Tissue engineering—an ability to improve or replace biological function through repair or replacement of tissues—enables creation of artificial, fully functional tissues and organs. Expertise from fields such as photo/imprint-lithography (physics), molecular materials (chemistry), process engineering (chemical engineering), simulation and modeling (computer science), mechanical surface modification (mechanical engineering), growth factor control (biochemistry), cell differentiation (cell biology), and more, contribute to viable, scalable industrial solutions.
Success of tissue regeneration depends on an ability to generate reliable, fully integrated, complex, three-dimensional and controlled porous structures called scaffolds of an exact shape and size for a replacement of body parts. Scaffolds are used to enable creation of tissue and/or organ substitutes, for example. Tissue or organ damage, loss, or failure, are frequent and devastating problems faced by the health system (due to trauma, infectious disease, vascular disease, inherited disease, age related disease, congential anomalies, tumor removal, and complete organ failure, for example), and therefore, several approaches are used to develop viable tissue substitutes for tissue/organ reconstruction, regeneration of damaged tissues and organs, artificial organ/tissue production, and fabrication of living tissue constructs.
Tissue engineering focuses on creating functional tissue using cells seeded onto the three-dimensional (3-D) porous scaffolds. Porous scaffolds provide a 3-D template for cell attachment and growth leading to tissue formation. An internal structure of the scaffold may have channels and interconnected pores in suitable size ranges to help cell attachment, cell proliferation, tissue regeneration, and nutrient flow. An external size and shape of the scaffold may also confirm to a replacement for body part, specific to a subject, for biological and structural acceptability.

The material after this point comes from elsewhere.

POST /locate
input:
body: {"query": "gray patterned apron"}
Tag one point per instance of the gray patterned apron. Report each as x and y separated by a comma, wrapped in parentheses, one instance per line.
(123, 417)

Utilization of computer-aided technologies in tissue engineering has enabled integration of advances in biology, biomedical engineering, information technology, and manufacturing technologies. For example, three-dimensional (3-D) printing, fused deposition, stereolithography, selective laser sintering, direct material deposition, or types of layered manufacturing (LM) (also known as rapid prototyping (RP)) are examples of solid free form (SFF) techniques that may be useful for automatic construction of physical objects. In brief, SFF techniques take virtual designs as computer aided design (CAD) models, transform the designs into virtual cross sections, and then enable creation of each cross section in physical space using appropriate materials and processing one after the next until a physical model is completed.
An LM machine may deposit materials in different densities during construction of scaffolds. This can be significant in tissue engineering applications that require material performances to vary with locations in the scaffold, for example, gradients in scaffold pore sizes may be recommended for formation of multiple tissues and tissue interfaces.